Musica Metal: Has there been any moment in your career when you sat back and thought "Wow, yeah, I've reached some landmarks in my career, but will these 15 minutes of fame end?"
Paolo Gregoletto: I definitely think about everything we've done, and it's been awesome. It's an honor that we've gotten a chance to play with bands like SLAYER, METALLICA and IRON MAIDEN. For me, personally, that's just as high as you can go, just being a fan of metal! I don't know… I don't think about it ending. It's going well. I mean, I think we would literally have to make, like, a pop record and not tour to really end it, 'cause at this point it just feels like our fans are so devoted to us, and we keep making new fans. You can never tell, you can never say for certain, but it feels like we're coming past that point of being a hype band or being a band that the media loves. Now we're a band with a real fanbase, and I think people are starting to respect us more in that way than just [people saying] "Oh, they were given this," or that it's a one-album thing.

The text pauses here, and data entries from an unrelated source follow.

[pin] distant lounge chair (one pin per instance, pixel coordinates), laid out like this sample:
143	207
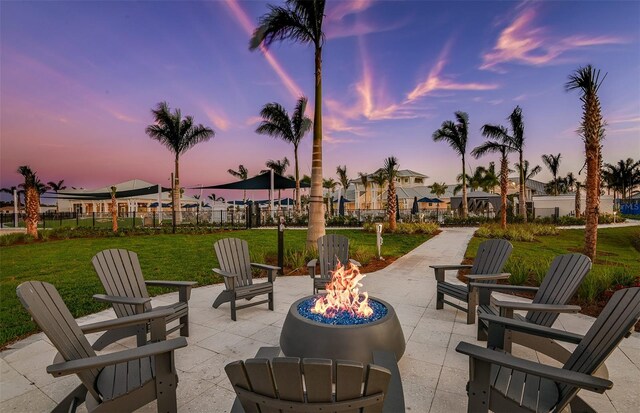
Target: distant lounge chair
558	286
487	266
331	249
121	381
501	382
235	268
121	276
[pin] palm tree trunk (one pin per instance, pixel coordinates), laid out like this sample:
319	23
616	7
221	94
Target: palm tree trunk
175	199
522	200
465	207
32	209
316	216
295	155
392	206
504	178
592	201
114	213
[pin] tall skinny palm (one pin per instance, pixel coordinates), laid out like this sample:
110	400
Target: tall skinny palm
276	123
279	167
497	144
456	135
364	179
31	200
301	22
587	80
241	173
391	172
552	162
178	135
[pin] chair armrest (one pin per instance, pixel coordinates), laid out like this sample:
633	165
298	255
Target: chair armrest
126	321
265	266
224	273
354	262
113	299
531	328
451	267
481	277
162	283
550	308
574	378
311	267
96	362
502	287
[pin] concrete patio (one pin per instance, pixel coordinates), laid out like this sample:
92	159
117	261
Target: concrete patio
433	374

Musica Metal: You've been putting out albums every year and a half, more or less, and spending the rest of the time on tour. What knd of fire burns inside you, to keep on going at this breakneck pace?
Paolo Gregoletto: Just the will to get bigger as a band and see it to its full potential. When we did that tour with IRON MAIDEN through Europe and every night was sold out — the biggest arenas in Europe — it makes you feel so small. At that point, all the accomplishments we've done pale in comparison to that, and that's just a normal tour for them. It's just like, "How are we gonna get to that?" And if you look at what bands like that did, they put out an album, they toured their asses off, put out another album, toured their asses off. If it takes us ten records of this pace of doing it, we wanna do it, we want it that bad. That's what separates bands that don't have the desire, 'cause there's a lot of people that just… they would go out on one tour and just not wanna do this. [You have to be] willing to go through all the bullshit of it [in order] to reap the benefits.